Few points: 1. wchar_t comes from C and was defined first time when it was indeed enough 16 bits and the size wasn't defined specifically 2. Keeping compatible ABI is very important, so you should just get used to fact that wchar_t may be 2 or 4 bytes 3. Ignoring non-BMP places is very bad idea, so you should assume that std::wstring is UTF-16 or UTF-32 and not UCS-2 or UCS-4! 4. If you write new applications, don't use wchar_t, use std::string and UTF-8 this is perfectly good and right solution. 5. If you support wchar_t - support UTF-16 and support is well. So IMHO the facet we talk about should support UTF-16 as well and should work with correct definition of UTF-8. You can blame standards, you can blame Microsoft or even Unicode but you still have to live with it, and as long as you live with it - do it right.
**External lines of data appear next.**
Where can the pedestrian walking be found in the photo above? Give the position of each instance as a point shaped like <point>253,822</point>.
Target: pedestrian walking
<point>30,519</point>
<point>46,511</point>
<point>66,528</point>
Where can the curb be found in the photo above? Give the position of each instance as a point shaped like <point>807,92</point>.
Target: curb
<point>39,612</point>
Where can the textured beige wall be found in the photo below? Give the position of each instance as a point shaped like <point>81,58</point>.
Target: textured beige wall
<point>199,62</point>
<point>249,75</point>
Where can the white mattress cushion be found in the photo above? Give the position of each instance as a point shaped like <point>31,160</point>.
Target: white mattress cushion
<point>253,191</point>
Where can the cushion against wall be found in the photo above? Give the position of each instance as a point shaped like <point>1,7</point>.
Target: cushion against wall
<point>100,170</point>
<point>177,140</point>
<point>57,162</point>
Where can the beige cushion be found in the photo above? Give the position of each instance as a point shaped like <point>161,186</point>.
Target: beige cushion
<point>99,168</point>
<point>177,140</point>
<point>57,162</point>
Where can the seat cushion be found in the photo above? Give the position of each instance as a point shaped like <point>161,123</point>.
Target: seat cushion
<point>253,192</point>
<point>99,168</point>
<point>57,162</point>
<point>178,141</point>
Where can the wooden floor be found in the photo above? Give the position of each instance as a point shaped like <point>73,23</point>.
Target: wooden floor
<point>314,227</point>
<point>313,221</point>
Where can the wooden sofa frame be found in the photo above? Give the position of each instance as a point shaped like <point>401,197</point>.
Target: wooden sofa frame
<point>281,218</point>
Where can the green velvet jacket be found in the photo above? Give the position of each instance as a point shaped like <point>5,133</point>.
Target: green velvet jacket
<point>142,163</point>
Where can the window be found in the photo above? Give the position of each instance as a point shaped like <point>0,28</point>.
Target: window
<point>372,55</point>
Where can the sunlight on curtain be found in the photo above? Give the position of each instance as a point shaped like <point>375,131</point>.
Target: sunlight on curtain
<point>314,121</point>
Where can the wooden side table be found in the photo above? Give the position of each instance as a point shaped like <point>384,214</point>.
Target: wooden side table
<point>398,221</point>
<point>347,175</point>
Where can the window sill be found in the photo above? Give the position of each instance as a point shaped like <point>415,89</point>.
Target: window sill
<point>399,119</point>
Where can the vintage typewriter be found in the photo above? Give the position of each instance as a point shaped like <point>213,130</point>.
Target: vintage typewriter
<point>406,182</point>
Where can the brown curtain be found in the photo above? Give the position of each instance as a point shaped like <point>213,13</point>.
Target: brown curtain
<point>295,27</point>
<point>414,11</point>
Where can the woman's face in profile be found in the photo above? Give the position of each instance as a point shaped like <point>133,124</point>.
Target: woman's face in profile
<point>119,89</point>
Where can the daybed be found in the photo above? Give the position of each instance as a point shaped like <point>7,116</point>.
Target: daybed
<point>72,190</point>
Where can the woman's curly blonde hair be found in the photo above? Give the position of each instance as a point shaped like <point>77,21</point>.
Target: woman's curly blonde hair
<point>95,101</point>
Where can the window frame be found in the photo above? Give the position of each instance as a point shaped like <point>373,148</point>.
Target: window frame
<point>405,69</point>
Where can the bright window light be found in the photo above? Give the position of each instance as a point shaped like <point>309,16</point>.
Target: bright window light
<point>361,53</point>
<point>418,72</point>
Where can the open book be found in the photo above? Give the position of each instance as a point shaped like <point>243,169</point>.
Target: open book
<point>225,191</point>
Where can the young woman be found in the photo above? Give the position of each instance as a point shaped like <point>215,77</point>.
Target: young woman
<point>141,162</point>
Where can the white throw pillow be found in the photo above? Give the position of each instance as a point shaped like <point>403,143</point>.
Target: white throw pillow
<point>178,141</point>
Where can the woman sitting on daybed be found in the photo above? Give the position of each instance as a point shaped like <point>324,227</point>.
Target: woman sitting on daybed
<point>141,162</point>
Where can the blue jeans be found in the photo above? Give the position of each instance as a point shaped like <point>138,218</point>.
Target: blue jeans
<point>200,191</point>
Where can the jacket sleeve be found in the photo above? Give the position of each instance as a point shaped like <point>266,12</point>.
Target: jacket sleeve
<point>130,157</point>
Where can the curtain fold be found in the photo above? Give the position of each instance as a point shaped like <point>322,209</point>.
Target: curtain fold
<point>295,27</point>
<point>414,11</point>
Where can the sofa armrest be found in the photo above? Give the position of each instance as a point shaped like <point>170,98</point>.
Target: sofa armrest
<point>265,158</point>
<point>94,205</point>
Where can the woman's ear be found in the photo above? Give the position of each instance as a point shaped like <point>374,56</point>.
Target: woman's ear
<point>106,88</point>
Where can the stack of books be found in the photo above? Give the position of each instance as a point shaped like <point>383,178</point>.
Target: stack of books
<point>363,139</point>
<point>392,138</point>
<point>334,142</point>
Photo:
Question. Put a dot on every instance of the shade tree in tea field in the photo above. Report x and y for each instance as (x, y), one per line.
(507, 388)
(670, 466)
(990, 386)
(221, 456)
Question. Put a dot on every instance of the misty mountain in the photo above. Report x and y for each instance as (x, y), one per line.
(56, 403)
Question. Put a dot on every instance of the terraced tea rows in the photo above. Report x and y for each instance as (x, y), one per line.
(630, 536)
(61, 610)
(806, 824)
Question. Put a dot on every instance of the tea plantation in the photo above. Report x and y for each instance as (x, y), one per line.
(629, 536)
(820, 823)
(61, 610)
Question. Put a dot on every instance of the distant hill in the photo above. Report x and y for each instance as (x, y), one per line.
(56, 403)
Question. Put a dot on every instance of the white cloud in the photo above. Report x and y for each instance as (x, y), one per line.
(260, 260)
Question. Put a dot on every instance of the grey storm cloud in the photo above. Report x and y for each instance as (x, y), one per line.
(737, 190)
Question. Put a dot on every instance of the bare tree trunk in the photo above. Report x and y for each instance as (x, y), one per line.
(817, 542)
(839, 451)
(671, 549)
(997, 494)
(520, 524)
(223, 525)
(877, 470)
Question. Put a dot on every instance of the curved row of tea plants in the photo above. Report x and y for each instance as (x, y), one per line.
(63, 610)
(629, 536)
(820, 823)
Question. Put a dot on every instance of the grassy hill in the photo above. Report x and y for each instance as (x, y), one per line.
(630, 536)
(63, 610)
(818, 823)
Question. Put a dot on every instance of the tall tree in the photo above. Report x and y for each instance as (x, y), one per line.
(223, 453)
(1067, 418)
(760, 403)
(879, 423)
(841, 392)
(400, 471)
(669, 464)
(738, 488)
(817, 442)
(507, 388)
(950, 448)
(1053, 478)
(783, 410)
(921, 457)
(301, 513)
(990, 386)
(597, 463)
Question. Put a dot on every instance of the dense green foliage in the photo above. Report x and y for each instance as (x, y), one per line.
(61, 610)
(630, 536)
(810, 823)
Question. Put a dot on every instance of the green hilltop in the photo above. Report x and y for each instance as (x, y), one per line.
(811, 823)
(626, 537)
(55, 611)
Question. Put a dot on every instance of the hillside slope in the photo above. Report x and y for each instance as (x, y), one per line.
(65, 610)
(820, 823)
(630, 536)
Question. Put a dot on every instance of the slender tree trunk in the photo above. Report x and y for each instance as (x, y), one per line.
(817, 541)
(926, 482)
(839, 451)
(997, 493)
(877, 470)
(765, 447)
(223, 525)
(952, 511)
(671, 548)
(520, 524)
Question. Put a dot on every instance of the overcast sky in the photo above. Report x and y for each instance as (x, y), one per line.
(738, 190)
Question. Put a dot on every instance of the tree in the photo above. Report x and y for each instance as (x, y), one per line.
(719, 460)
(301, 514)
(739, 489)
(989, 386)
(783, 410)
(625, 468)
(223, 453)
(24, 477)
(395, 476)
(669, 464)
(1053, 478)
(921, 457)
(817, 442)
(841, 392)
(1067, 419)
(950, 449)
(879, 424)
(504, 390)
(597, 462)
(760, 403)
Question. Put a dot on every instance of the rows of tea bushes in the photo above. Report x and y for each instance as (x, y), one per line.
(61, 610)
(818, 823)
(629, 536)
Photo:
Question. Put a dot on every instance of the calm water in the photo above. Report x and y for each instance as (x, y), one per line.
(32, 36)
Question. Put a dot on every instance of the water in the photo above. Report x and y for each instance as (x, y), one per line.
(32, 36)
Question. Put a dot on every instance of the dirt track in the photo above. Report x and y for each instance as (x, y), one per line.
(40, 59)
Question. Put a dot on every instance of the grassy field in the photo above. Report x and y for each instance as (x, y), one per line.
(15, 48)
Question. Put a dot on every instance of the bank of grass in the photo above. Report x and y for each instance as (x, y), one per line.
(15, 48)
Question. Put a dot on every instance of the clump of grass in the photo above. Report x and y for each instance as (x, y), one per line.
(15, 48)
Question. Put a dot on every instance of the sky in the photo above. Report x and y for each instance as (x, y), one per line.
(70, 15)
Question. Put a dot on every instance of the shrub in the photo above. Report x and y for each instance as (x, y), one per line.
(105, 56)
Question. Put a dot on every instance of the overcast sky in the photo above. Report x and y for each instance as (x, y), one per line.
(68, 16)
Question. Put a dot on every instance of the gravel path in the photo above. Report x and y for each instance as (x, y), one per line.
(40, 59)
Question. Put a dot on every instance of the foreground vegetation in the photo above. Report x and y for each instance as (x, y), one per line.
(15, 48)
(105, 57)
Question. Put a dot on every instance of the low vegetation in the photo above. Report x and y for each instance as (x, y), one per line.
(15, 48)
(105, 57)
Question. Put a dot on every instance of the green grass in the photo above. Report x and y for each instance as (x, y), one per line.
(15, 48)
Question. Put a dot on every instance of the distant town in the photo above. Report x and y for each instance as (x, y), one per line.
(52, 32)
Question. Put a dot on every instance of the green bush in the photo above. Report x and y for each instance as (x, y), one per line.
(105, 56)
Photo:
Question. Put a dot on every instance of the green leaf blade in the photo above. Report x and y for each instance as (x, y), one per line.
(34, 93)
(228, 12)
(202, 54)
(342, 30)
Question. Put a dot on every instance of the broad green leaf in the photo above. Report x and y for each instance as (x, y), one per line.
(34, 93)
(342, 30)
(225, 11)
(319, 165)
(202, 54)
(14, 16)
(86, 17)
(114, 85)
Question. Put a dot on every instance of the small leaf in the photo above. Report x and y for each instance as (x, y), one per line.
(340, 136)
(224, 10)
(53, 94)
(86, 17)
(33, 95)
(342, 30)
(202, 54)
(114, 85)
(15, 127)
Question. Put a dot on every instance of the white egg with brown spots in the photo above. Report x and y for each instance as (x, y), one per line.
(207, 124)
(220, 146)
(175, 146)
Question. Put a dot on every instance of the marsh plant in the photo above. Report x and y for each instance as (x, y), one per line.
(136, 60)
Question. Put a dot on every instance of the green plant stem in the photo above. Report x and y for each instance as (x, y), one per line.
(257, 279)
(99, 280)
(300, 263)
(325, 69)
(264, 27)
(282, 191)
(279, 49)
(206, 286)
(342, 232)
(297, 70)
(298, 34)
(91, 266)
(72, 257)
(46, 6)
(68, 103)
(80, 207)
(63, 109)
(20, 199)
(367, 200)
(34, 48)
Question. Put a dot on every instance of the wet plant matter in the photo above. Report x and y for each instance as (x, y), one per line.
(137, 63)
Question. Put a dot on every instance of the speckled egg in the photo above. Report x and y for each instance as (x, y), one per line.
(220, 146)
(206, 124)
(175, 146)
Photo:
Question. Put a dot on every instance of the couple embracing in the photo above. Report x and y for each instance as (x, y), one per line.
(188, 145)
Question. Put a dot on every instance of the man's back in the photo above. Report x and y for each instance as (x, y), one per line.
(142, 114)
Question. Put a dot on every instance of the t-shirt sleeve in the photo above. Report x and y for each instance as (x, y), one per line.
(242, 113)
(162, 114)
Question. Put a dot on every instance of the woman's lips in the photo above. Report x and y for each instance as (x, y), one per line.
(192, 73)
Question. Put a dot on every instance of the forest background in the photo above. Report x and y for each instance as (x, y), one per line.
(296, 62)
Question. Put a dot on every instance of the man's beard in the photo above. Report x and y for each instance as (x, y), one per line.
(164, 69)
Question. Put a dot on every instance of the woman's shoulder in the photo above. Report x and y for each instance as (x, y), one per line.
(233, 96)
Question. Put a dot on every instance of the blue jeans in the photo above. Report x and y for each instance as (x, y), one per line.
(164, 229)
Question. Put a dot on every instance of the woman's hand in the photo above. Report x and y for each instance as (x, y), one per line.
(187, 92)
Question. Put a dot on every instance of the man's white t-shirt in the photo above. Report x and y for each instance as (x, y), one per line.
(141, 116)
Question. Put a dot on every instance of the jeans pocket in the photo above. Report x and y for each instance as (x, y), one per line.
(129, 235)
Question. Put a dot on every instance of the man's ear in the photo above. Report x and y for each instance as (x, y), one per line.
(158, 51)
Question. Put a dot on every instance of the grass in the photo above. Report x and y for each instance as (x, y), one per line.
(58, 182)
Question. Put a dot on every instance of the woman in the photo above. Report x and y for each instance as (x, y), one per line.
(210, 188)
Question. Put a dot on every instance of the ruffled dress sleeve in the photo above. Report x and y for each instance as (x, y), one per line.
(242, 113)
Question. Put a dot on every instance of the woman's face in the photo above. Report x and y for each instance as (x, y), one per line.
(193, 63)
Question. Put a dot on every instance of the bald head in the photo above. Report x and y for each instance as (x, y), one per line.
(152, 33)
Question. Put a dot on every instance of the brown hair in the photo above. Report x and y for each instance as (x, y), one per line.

Artyom P.S.: I think UTF-16 should die: http://stackoverflow.com/questions/1049947/should-utf-16-be-considered-harmf... P.P.S.: As long as Boost supports wchar_t I believe it should support UTF-16 even it is a nightmare. ----- Original Message ----
From: Sebastian Redl <sebastian.redl@getdesigned.at> To: boost@lists.boost.org Sent: Mon, October 18, 2010 9:36:17 AM Subject: Re: [boost] boost utf-8 code conversion facet has security problems
On 18.10.2010 08:07, Patrick Horgan wrote:
On 10/16/2010 06:10 AM, Sebastian Redl wrote:
On 16.10.2010, at 00:23, Patrick Horgan wrote:
Support of the recent C++ drafts requires a char32_t basic type anyway, so I can't imagine anyone using a 16-bit wchar_t going forward, There's absolutely no way Windows programming will ever change wchar_t away from 16 bits, and people will continue to use it. Then that implies that it can only hold UCS2. That's a choice. In C99, the type wchar_t is officially intended to be used only for 32-bit ISO 10646 values, independent of the currently used locale. C99 subclause 6.10.8 specifies that the value of the macro __STDC_ISO_10646__ shall be "an integer constant of the form yyyymmL (for example, 199712L), intended to indicate that values of type wchar_t are the coded representations of the characters defined by ISO/IEC 10646, along with all amendments and technical corrigenda as of the specified year and month." Of course Microsoft isn't able to define that, since you can't hold 20 bits in a 16 bit data type.
Microsoft defines wchar_t to be a UTF-16 2-byte unit, screw the standards.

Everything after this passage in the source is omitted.